Gestalt is an act that creates instrumental music. Just what style of music this group creates, however, is up for a debate. This is because a bevy of styles get thrown together, and Gestalt can be many different groups, depending upon which particular track you’re listening to. With that said, though, no matter the flavor, everything this act creates tastes pretty good.

The album’s title, Debussy’s Fawn, likely makes you immediately think of classical music. The Debussy referenced in the album title is Claude Debussy, a French musician sometimes referred to as the first impressionist composer. He created music toward the end of the 19th century, and on into the 20th century. “Rabbit in a Snowstorm, Part 1,” with its sometimes-romantic violin part, is one of these six pieces that leans toward classical. There is much interplay between violin and piano on it, but no drumming. The piece is followed by two more parts to the trilogy, “Rabbit in a Snowstorm, Part 2” and “Rabbit in a Snowstorm, Part 3.” This first section, while mainly built with two instruments oftentimes associated with classical composition and performance, also has a touch of the avant-garde running through it, as well. It includes herky-jerky sections, and rhythmic repeated notes. At eight minutes and forty-six seconds, this one is also the longest piece on the project.

“Rabbit in a Snowstorm, Part 2,” however, ditches the violin for a primarily solo piano piece. In places, this track reminds one of Keith Jarret music. Jarret also smartly sidestepped easy categorization with his music, sometimes sounding like a jazz pianist, other times exhibiting more traits aligned with classical composers. This piece also relies upon an upfront percussion pattern.

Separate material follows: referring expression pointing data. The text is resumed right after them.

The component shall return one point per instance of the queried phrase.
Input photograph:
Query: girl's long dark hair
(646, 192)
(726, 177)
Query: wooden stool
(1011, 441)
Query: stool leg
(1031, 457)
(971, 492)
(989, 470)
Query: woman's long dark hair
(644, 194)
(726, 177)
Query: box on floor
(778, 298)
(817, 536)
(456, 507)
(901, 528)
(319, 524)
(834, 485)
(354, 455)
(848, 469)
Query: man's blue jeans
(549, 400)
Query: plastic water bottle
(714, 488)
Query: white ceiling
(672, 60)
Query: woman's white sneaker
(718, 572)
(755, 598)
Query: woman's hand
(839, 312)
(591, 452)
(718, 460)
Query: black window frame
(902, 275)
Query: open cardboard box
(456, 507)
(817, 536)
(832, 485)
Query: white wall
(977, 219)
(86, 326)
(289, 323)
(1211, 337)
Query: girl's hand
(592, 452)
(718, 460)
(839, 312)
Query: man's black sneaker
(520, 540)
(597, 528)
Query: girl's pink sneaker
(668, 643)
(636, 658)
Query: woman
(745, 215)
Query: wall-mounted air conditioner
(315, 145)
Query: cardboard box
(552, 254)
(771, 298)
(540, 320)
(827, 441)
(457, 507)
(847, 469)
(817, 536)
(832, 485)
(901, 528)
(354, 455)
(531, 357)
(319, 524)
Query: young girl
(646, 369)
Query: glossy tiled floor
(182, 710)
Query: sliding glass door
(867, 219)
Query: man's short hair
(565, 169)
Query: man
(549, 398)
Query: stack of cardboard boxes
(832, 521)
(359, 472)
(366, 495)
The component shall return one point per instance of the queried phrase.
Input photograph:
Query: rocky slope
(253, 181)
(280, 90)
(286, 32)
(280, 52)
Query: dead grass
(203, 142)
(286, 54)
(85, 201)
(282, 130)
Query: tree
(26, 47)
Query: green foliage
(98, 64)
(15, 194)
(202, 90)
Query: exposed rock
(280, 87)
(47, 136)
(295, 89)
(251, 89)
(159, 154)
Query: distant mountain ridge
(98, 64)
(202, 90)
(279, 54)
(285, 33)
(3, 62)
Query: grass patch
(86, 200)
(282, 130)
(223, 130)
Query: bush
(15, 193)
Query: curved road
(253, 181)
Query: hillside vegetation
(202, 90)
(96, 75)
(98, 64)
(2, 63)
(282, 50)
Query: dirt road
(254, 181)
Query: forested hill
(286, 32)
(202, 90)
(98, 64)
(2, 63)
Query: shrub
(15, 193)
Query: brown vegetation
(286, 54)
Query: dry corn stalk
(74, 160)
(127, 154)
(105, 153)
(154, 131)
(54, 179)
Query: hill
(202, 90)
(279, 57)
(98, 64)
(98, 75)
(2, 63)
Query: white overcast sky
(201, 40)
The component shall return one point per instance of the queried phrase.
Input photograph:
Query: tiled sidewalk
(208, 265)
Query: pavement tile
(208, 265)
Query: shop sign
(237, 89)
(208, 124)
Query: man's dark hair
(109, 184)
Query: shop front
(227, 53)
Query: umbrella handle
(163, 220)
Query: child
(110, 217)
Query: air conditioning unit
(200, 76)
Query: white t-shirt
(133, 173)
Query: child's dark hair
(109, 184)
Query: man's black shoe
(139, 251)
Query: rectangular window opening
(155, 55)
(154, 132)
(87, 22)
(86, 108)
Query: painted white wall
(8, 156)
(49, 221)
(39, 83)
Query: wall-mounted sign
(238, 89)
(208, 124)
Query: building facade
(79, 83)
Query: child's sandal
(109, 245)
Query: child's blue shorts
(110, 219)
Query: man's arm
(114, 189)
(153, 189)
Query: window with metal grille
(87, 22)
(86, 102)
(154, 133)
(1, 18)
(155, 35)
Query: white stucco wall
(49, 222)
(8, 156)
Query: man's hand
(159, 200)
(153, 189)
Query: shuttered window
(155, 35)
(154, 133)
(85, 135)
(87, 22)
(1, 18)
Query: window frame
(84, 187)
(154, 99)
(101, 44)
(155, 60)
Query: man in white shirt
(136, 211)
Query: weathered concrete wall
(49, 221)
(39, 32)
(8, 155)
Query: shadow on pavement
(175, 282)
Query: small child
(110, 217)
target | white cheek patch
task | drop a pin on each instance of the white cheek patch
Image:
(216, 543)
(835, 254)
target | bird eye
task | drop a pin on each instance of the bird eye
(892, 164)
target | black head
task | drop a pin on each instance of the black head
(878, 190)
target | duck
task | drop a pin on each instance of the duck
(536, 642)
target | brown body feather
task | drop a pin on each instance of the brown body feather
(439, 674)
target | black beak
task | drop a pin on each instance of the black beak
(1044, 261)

With “Rabbit in a Snowstorm, Part 3,” Gestalt moves away – far away – from its more experimental side and closes out the album with a relatively hum-able tune that includes melodic piano and violin. You might even say this track swings.

The album opens with another nature-related title, this time “The Frog’s Song.” It is quiet, sweet and plays out like a lullaby It’s not confrontational, the way so much of the album’s second half comes off. The piano is pretty sounding throughout. One titled “Church Music” makes it a little tough to see this music’s connection to church. It’s not particularly hymn-like, nor is it especially Black gospel-y. It’s also, at 6:14, the second longest track on the project. The piece builds up to a bold, piano-based stormy tune.

The album’s title track begins with acoustic piano and acoustic bass. Although the band might not appreciate this comparison, its melody sounds a bit like George Winston’s new age piano pieces back in the 80s. This, however, is a far more complex piece of music than the sounds that made Winston famous.

There’s much to digest with Debussy’s Fawn. It’s more complicated than much of today’s jazz, and worlds away from the smooth jazz variety. With some of its more minimalist recordings, Gestalt can oftentimes sound like Dave Brubeck, who was – we now realize – way ahead of his time. Brubeck was a jazz player that created what oftentimes sounded like chamber music. He walked in two worlds, as well as one of his very own making, and it’s safe to say Gestalt is much the same in that regard. It’s not easy listening, but it’s always good listening.